LEW’s last days
Published 2:31 pm Friday, May 22, 2009
After 45 years of sheltering young learners, Lillian E. Williams Elementary School in Attapulgus was filled with the noise of children for the last time on Friday.
For Lillian E. Williams’ Principal Florence Harrell and many others associated with the school, the school’s closure stirs mixed emotions because the site is filled with many memories.
The school is closing due to a combination of factors: Declining enrollment and Decatur County schools’ efforts to satisfy the U.S. Department of Justice, which has scrutinized the racial makeup of the school’s students.

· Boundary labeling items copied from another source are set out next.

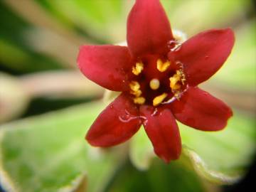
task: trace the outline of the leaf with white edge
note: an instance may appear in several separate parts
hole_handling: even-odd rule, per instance
[[[3,186],[12,192],[104,189],[124,156],[84,139],[102,107],[86,104],[0,127]]]
[[[193,167],[199,176],[217,184],[231,184],[243,176],[256,149],[255,121],[252,118],[235,112],[227,127],[215,132],[196,130],[180,123],[178,126],[183,153],[178,161]],[[150,151],[153,154],[152,146],[146,139],[146,133],[140,132],[132,140],[130,159],[139,169],[149,168],[148,163],[154,156],[150,154]]]

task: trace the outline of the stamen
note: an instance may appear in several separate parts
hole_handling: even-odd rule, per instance
[[[142,73],[144,65],[142,62],[136,63],[135,67],[132,67],[132,73],[135,75],[139,75],[139,74]]]
[[[161,59],[158,59],[156,61],[156,68],[160,72],[166,71],[170,65],[171,62],[169,60],[163,63]]]
[[[130,91],[131,94],[132,94],[135,97],[139,97],[140,95],[142,95],[142,92],[139,90],[140,85],[138,82],[132,81],[129,85],[131,89],[131,91]]]
[[[135,104],[143,105],[143,104],[144,104],[145,101],[146,101],[146,100],[143,97],[134,98],[134,102]]]
[[[160,103],[161,103],[164,99],[167,97],[167,93],[164,92],[162,95],[160,95],[153,100],[153,105],[156,106],[159,105]]]
[[[170,87],[173,91],[179,90],[181,87],[180,82],[181,82],[182,85],[185,84],[185,75],[183,73],[182,70],[177,70],[176,73],[171,77],[169,80]]]
[[[156,90],[158,88],[159,88],[160,82],[158,79],[152,79],[149,82],[149,86],[150,86],[150,88],[151,88],[154,90]]]

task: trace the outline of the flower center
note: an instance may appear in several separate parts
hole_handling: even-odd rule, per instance
[[[135,63],[132,68],[134,80],[129,83],[134,102],[158,106],[178,100],[186,85],[183,68],[177,63],[155,58]]]

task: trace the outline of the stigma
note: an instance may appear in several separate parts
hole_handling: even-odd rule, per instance
[[[163,94],[154,97],[153,100],[153,106],[157,106],[159,104],[161,104],[167,97],[167,95],[168,95],[167,93],[164,92]]]
[[[151,79],[149,82],[149,87],[153,90],[156,90],[158,88],[159,88],[160,86],[160,82],[158,79]]]
[[[139,75],[144,69],[144,64],[142,62],[137,62],[135,64],[135,67],[132,67],[132,73],[135,75]]]
[[[169,60],[163,63],[161,59],[158,59],[156,61],[156,68],[159,70],[159,71],[161,73],[166,71],[170,65],[171,65],[171,62]]]
[[[140,85],[137,81],[132,81],[129,85],[130,87],[130,93],[138,97],[142,95],[142,92],[140,90]]]

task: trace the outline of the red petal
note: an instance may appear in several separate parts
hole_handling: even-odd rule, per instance
[[[201,33],[182,44],[181,49],[169,53],[183,64],[188,82],[191,86],[210,78],[230,54],[235,36],[230,28],[212,29]]]
[[[223,102],[198,87],[189,87],[180,100],[170,106],[179,122],[203,131],[223,129],[233,115],[231,109]]]
[[[135,57],[168,52],[173,36],[159,0],[137,0],[127,21],[127,43]]]
[[[141,124],[138,108],[122,94],[98,116],[85,139],[92,146],[116,145],[129,139]]]
[[[181,141],[177,123],[166,108],[142,106],[141,115],[146,120],[144,122],[146,132],[154,146],[156,155],[166,163],[177,159],[181,151]]]
[[[111,90],[127,87],[131,57],[127,47],[84,46],[80,48],[78,63],[82,73],[97,84]]]

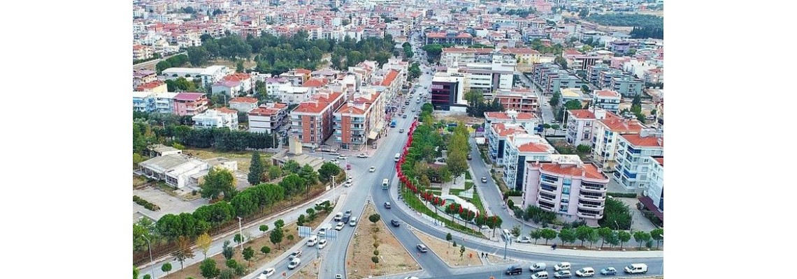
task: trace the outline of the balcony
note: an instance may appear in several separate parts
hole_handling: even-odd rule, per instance
[[[579,199],[590,201],[599,201],[603,202],[606,200],[606,196],[587,196],[584,194],[579,194]]]
[[[579,203],[579,208],[590,209],[590,210],[599,210],[603,211],[605,207],[603,205],[592,205],[588,203]]]

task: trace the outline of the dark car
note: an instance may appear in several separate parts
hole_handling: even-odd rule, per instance
[[[523,268],[520,266],[512,265],[506,269],[505,272],[506,275],[517,275],[523,273]]]
[[[426,248],[426,246],[423,244],[418,244],[418,246],[415,246],[415,248],[417,248],[418,250],[421,251],[422,253],[429,252],[429,248]]]

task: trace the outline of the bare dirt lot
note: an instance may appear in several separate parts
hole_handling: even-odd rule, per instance
[[[420,270],[420,265],[401,246],[393,234],[387,231],[384,220],[375,224],[379,231],[374,231],[375,225],[367,220],[367,216],[376,213],[373,205],[365,207],[363,222],[357,224],[353,241],[349,243],[346,254],[348,278],[365,278],[370,276],[383,276],[413,270]],[[379,262],[374,265],[374,243],[379,243]]]
[[[460,266],[473,266],[473,265],[481,265],[481,259],[479,258],[479,252],[474,251],[473,250],[468,249],[468,245],[465,243],[465,253],[462,253],[462,257],[459,256],[460,249],[461,249],[461,240],[458,239],[459,242],[457,242],[457,246],[452,246],[451,243],[446,242],[445,241],[433,238],[429,234],[419,232],[418,231],[413,231],[413,234],[418,236],[430,250],[434,252],[446,265],[451,267],[460,267]],[[456,241],[457,239],[454,239]]]

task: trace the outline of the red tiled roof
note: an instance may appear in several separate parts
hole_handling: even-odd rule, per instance
[[[589,179],[609,180],[609,176],[599,170],[598,167],[592,163],[584,164],[580,167],[574,164],[543,163],[540,169],[545,172],[563,176],[581,177],[583,174],[583,177]]]
[[[628,143],[640,147],[664,147],[664,138],[649,135],[642,138],[638,134],[621,134],[620,137],[625,138]]]
[[[230,99],[230,103],[257,103],[257,98],[249,97],[235,97]]]

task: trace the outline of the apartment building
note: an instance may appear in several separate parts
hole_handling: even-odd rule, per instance
[[[567,113],[567,143],[578,146],[592,145],[592,126],[595,120],[617,119],[621,118],[611,112],[590,107],[587,110],[571,110]]]
[[[664,222],[664,157],[650,157],[650,172],[647,188],[642,192],[639,201],[653,211],[659,220]]]
[[[604,118],[593,122],[592,161],[604,172],[614,170],[618,138],[621,134],[639,134],[645,126],[636,119]]]
[[[603,218],[609,177],[576,155],[551,155],[551,159],[549,163],[526,163],[522,207],[537,206],[567,222],[598,226]]]
[[[249,111],[249,132],[273,134],[288,122],[288,104],[264,103]]]
[[[537,134],[518,134],[507,137],[504,149],[504,175],[501,177],[511,189],[523,191],[526,162],[550,161],[556,153],[545,139]]]
[[[493,162],[504,165],[507,138],[516,134],[528,134],[522,126],[511,123],[493,123],[485,129],[488,145],[488,156]]]
[[[664,156],[663,133],[642,130],[638,134],[620,135],[613,176],[628,190],[647,188],[651,156]]]
[[[489,127],[493,123],[517,124],[527,131],[533,131],[542,124],[542,121],[534,114],[515,110],[485,112],[484,126]],[[485,133],[489,132],[485,129]]]
[[[540,111],[540,97],[531,89],[498,89],[493,98],[498,100],[505,110],[529,114]]]
[[[194,128],[227,128],[238,129],[238,111],[226,107],[210,109],[191,117]]]
[[[302,146],[317,148],[332,134],[333,114],[346,101],[343,92],[320,90],[290,112],[291,134]]]
[[[210,103],[205,93],[178,93],[174,99],[175,114],[180,116],[201,114],[207,110]]]
[[[249,112],[257,107],[257,99],[250,97],[235,97],[230,99],[230,108],[241,111]]]
[[[620,110],[620,93],[611,90],[596,90],[592,93],[592,107],[617,114]]]
[[[184,77],[189,81],[194,79],[202,80],[202,86],[209,86],[225,76],[233,73],[234,71],[227,66],[214,65],[207,68],[170,68],[161,72],[161,79],[176,79]]]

But for Harrell, and a host of others who have attended the school or worked there, what’s being lost is more than just a building, but a part of the community’s spirit and pride. There’s been a school on McGriff Avenue in Attapulgus—a small rural town with less than 500 residents in southeastern Decatur County—since 1954, when the all-black Mount Moriah High School was built.
“It’s been a tremendous asset to us here, and we hate to see it close,” said Attapulgus Mayor Johnny Medley.
After Georgia public schools were integrated, a second school building was constructed on the campus.
Lillian E. Williams Elementary School, named after the woman who oversaw instruction in black schools for many years during segregation, opened in 1966 with the inclusion of the former high school building.
In 1972, the school began serving all students from Attapulgus in grades 1-6, and later transitioned to hosting pre-kindergarten through fifth grade.
Harrell said she remembers the school having an enrollment of about 650 students when she started working there as a teacher in 1982. At its closing in 2009, it had just 207 students, a trend Harrell attributes to an older, declining population in Attapulgus, her childhood home.
According to Harrell, Lillian E. Williams was the last school focused on serving a specific community. To her, that has made a difference by fostering a strong rapport between teachers and students’ parents, who knew each other and were partners in the children’s development and discipline.
“Parents respected us, they knew that once their children got on those yellow buses, they belonged to us,” Harrell said. “We washed and bought clothes for some of the students. We know it just won’t be the same after Friday, but we don’t expect it to be.”
Mayor Medley’s wife, Maxine Medley, taught at LEW from 1970-1997, said she believed the school had been outstanding for both its students’ achievements and for the way it helped students learn.
“It was always more like a family there, as most of the employees had been there for years,” Mrs. Medley said. “It created a good atmosphere, and I think the children benefited from it.”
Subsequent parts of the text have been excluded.